Since Khudobin returned from a lengthy injury of his own at the beginning of this month, the Carolina Hurricanes are 7-2-0 in the games he has started. In the two losses, they failed to score a goal. Among regular NHL starters, only two have a better save percentage than Khudobin’s .930, in a much smaller sample.
“Just play consistently, and every game, go there and try to get the win no matter what,” Khudobin said. “It’s always like this when you feel confidence in the guys and they feel confidence in the goalie, you put all those words together and you get the result.”
Even in those few appearances, Khudobin’s outstanding play has raised serious questions about the franchise’s future at the position. Is Khudobin, two years younger than Ward, a better long-term solution in goal? And does Ward’s contract, with a $6.3 million salary-cap hit through 2015-16, still make financial sense given his recent history of injuries and inconsistency?
It’s not a decision the Hurricanes have to make now, but it is one they have to start thinking about now. Khudobin will be a free agent this summer, and one of the most sought-after of the bunch if he continues to play like this. The Hurricanes can’t afford to re-sign Khudobin and keep Ward. At the moment, with Ward out, they’ll ride Khudobin as far as he can take them.
“He says he feels good and obviously he’s on a roll,” Hurricanes coach Kirk Muller said, indicating Khudobin would play against the Ottawa Senators at noon Saturday. “He’s given us an opportunity to win hockey games so far when he’s gone into the net.”
Since Ward pulled up lame the morning after the New Year’s Eve comeback against the Montreal Canadiens, Khudobin has appeared in every Hurricanes game.
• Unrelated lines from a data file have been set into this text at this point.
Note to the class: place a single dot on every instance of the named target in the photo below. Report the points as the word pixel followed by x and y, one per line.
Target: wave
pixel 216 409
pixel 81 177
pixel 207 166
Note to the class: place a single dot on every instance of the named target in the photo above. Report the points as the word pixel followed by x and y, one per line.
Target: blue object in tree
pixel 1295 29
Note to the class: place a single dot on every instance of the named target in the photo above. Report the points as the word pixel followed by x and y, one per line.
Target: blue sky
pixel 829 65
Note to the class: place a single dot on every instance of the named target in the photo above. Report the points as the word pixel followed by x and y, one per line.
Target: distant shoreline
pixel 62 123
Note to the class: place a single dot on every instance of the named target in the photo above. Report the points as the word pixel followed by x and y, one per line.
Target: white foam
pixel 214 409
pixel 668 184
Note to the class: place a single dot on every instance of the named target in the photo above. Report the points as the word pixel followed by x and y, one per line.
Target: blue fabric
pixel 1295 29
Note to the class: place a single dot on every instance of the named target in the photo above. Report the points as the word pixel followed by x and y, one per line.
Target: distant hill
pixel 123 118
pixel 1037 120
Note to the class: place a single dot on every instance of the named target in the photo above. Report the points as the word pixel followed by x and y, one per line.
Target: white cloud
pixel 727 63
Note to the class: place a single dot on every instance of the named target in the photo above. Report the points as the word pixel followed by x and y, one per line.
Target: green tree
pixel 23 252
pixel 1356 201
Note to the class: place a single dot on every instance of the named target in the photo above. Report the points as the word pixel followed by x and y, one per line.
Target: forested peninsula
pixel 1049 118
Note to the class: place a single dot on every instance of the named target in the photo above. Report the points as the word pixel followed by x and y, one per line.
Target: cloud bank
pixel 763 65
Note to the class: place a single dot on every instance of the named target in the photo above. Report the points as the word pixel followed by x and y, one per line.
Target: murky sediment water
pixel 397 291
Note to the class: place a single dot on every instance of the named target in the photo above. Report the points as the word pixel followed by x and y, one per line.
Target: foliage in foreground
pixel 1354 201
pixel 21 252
His one would-be rest day, against the Tampa Bay Lightning last Sunday, was cut short after Justin Peters allowed three goals on seven shots to open the game.
None of the goals was directly Peters’ fault – the usually impeccable defensive pairing of Justin Faulk and Andrej Sekera was atypically abysmal against the Lightning – which raises an interesting question: Does Khudobin make the miraculous look routine, or do the Hurricanes just play better defensively in front of him?
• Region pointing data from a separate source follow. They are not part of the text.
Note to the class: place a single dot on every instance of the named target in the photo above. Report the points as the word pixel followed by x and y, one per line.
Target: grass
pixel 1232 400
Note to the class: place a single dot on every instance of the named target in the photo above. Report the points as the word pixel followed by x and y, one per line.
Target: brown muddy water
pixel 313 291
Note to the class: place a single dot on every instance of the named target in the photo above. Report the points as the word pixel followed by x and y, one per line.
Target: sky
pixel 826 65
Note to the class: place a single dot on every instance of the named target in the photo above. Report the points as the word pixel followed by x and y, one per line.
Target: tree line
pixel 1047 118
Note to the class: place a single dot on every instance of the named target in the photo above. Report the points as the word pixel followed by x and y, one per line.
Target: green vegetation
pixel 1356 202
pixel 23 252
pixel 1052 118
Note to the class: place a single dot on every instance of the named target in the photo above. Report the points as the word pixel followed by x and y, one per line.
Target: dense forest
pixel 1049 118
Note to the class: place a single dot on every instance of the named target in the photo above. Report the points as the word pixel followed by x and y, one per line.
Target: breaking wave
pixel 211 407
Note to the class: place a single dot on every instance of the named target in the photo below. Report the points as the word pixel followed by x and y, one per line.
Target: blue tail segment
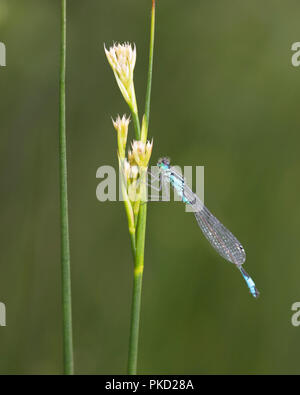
pixel 249 282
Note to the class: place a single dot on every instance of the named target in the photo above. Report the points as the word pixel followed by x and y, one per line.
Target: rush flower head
pixel 122 58
pixel 121 126
pixel 141 152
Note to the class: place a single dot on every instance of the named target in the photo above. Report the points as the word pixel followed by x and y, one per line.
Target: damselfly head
pixel 164 162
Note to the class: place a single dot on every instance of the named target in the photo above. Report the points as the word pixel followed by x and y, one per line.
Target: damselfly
pixel 222 240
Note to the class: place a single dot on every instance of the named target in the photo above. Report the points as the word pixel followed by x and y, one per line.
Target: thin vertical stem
pixel 65 247
pixel 149 85
pixel 140 234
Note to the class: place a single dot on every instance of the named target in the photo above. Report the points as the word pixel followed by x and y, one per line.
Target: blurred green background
pixel 226 96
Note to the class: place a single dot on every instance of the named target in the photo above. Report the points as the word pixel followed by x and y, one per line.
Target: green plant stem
pixel 136 123
pixel 140 233
pixel 149 84
pixel 65 245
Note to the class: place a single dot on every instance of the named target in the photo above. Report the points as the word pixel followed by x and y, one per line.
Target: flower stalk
pixel 65 244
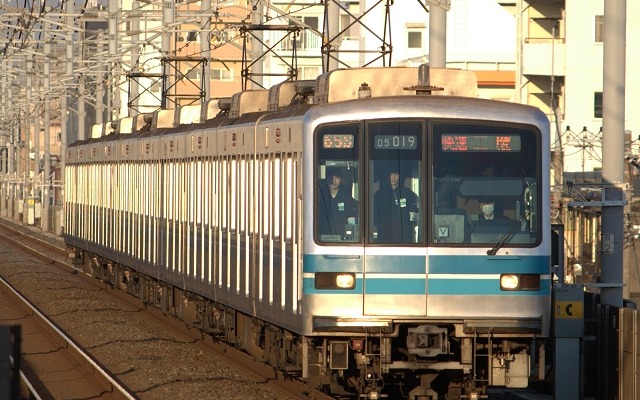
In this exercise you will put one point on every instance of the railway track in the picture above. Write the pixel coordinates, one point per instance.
(76, 373)
(52, 252)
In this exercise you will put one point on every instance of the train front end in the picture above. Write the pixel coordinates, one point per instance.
(428, 260)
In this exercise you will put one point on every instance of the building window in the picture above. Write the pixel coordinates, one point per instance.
(414, 39)
(599, 29)
(597, 105)
(193, 73)
(309, 73)
(221, 74)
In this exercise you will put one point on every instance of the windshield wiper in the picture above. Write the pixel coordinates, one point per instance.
(507, 236)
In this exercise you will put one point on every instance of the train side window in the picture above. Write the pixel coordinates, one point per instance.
(337, 188)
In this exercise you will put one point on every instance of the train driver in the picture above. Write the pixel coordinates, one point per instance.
(337, 210)
(395, 211)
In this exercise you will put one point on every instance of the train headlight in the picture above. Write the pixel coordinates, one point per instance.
(509, 282)
(345, 281)
(520, 282)
(335, 280)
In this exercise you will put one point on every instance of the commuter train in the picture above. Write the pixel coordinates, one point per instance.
(376, 231)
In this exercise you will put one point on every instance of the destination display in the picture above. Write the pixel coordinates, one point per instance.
(337, 141)
(477, 143)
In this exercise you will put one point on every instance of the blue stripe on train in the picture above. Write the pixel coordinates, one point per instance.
(442, 287)
(379, 268)
(449, 264)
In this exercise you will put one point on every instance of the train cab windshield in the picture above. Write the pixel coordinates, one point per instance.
(372, 183)
(485, 180)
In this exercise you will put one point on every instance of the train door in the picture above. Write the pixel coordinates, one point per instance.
(338, 209)
(394, 278)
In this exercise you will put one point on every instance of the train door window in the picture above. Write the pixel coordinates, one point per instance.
(485, 181)
(337, 188)
(395, 183)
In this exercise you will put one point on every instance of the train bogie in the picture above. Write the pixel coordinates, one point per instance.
(337, 233)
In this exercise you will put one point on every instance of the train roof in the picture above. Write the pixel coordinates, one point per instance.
(291, 98)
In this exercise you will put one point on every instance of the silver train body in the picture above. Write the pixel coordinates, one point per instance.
(224, 223)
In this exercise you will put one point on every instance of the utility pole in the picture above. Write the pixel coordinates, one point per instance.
(613, 150)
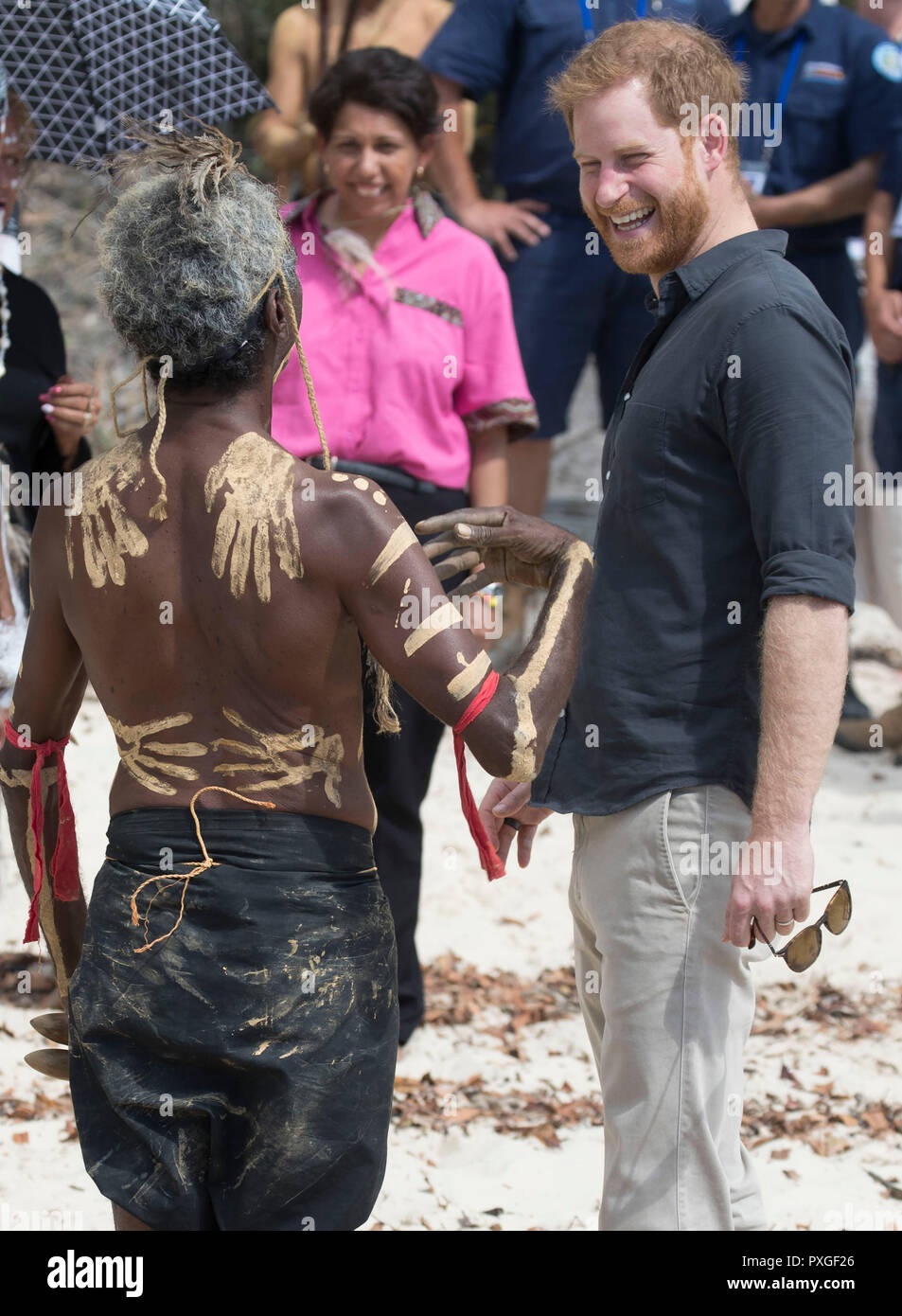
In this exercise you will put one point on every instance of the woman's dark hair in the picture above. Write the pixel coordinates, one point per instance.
(381, 80)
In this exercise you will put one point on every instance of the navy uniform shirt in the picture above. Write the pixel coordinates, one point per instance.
(840, 104)
(716, 470)
(514, 46)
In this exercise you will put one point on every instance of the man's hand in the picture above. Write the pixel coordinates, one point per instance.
(773, 884)
(71, 409)
(504, 545)
(884, 312)
(500, 222)
(510, 800)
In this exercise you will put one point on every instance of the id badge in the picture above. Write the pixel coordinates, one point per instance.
(755, 172)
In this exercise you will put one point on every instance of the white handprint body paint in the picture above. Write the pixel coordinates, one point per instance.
(259, 505)
(267, 755)
(145, 759)
(105, 546)
(522, 763)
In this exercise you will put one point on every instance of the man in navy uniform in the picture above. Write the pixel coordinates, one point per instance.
(570, 299)
(828, 86)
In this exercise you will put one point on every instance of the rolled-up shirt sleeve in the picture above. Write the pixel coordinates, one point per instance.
(787, 400)
(472, 46)
(492, 388)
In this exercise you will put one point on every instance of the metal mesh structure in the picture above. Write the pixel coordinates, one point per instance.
(81, 64)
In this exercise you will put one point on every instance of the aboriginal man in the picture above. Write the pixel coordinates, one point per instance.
(232, 999)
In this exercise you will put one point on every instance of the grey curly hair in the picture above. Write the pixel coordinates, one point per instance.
(185, 253)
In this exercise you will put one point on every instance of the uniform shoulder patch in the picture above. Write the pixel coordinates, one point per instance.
(822, 71)
(887, 60)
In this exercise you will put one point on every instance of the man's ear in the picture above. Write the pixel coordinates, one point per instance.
(274, 311)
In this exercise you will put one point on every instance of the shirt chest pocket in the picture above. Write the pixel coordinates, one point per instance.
(536, 13)
(638, 468)
(817, 121)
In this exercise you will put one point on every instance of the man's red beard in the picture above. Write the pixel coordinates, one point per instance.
(678, 225)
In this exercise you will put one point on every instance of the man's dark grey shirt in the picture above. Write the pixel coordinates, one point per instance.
(716, 461)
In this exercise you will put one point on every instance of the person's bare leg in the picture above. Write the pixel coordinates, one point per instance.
(127, 1223)
(529, 461)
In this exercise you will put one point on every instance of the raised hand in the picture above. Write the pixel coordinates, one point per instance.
(499, 543)
(73, 409)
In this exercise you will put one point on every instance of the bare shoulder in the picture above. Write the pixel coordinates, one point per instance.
(351, 519)
(296, 29)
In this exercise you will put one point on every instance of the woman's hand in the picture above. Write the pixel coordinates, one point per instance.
(884, 313)
(501, 543)
(73, 412)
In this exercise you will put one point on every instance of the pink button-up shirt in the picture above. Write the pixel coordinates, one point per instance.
(404, 370)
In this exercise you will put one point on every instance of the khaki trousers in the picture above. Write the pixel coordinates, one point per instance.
(668, 1007)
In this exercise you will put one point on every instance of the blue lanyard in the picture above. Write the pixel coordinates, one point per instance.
(789, 71)
(588, 26)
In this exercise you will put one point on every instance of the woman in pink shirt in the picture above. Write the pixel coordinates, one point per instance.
(411, 341)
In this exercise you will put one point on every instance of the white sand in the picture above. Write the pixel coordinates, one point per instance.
(450, 1178)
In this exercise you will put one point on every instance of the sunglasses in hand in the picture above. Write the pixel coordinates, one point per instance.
(804, 948)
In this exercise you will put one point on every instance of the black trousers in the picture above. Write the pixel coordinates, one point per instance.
(398, 769)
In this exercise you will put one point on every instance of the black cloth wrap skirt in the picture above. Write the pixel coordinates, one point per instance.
(237, 1076)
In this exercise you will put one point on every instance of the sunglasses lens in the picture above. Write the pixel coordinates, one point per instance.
(840, 911)
(804, 949)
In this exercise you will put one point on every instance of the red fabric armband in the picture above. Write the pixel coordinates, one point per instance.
(488, 857)
(64, 863)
“I think so,” Khudobin said. “If you look at the shots, I don’t have a lot of shots against.”
As always, the answer is neither black nor white, because Khudobin has been making the kind of stops that no one expects a goalie to make on a regular basis, although it’s certainly nice when he does.
In Wednesday’s win over the Philadelphia Flyers, with the Hurricanes up 1-0 in the second period, Andrej Meszaros flipped a quick backhand at the net through traffic while facing the other end. It would have been exactly the kind of fluky goal that has sunk the Hurricanes too often this season. Khudobin somehow found the puck and scrambled to get in front of it.
Khudobin isn’t just giving the Hurricanes a chance to win games, and by extension end their playoff drought. He’s forcing the Hurricanes to do some big-picture thinking about the future of the goaltending position at an unexpected time, with uncertain conclusions.